Butterfly bush is not a heavy feeder. But if you would like to give your plant a boost, use a balanced fertilizer in spring. Mulch in the fall for winter protection in cold climates, but keep the mulch away from the base of the plant to avoid root rot.

Pruning Blue Chip Butterfly Bush

Butterfly bush blooms on new wood. Pruning is optional; it can be done if you wish to keep your shrub on the small side. Since Blue Chip butterfly bush is naturally compact, there is even less reason to prune. But pruning does seem to promote better flowering.

There is not one agreed-upon time for pruning butterfly bush. Some gardeners leave the brown branches in place during most of the winter (in hopes that they will provide a bit of protection from the cold) and prune the plant back to the ground in late winter, in early spring, or when the plant starts to leaf out.

A greater number of gardeners trim the plant's stems down to the ground in early winter, giving the garden a cleaner look. The butterfly bush will re-emerge from its root system in spring. Thus, despite being classified as a shrub, it is often treated as if it were an herbaceous perennial.

Uses in Landscaping

This shrub can be employed in the landscape in many ways; for example, in cottage gardens. Some will want to mass Blue Chip butterfly bushes together along a property line to form a border, while others may install them in foundation beds.

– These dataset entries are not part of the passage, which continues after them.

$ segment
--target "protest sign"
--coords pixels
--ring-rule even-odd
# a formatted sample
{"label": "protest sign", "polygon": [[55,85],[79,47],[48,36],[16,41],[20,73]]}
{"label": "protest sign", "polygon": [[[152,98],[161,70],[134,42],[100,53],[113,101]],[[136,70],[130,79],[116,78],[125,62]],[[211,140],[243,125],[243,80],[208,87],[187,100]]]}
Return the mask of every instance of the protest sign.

Larger types of Buddleia are typically grown in the back row of layered plantings, but this more compact version is well suited to placement in the middle row of a flower bed.

Blue Chip: A Noninvasive Butterfly Bush

Buddleia is indigenous to East Asia. Like many plants from China and countries in that region, the typical Buddleia grown in certain parts of North America has acted in an invasive manner. It is not invasive everywhere, but it is invasive in many areas, such as the Pacific Northwest; ask your local Cooperative Extension if in doubt. But with this particular cultivar, developers have succeeded in producing a noninvasive shrub.

Horticulturist, Tim Wood says that studies have shown that Blue Chip is not Buddleia davidii but rather a complex hybrid that contains three species. Wood notes that this cultivar is "male sterile" (it does not produce pollen) and produces very little seed (even when grown in near other cultivars).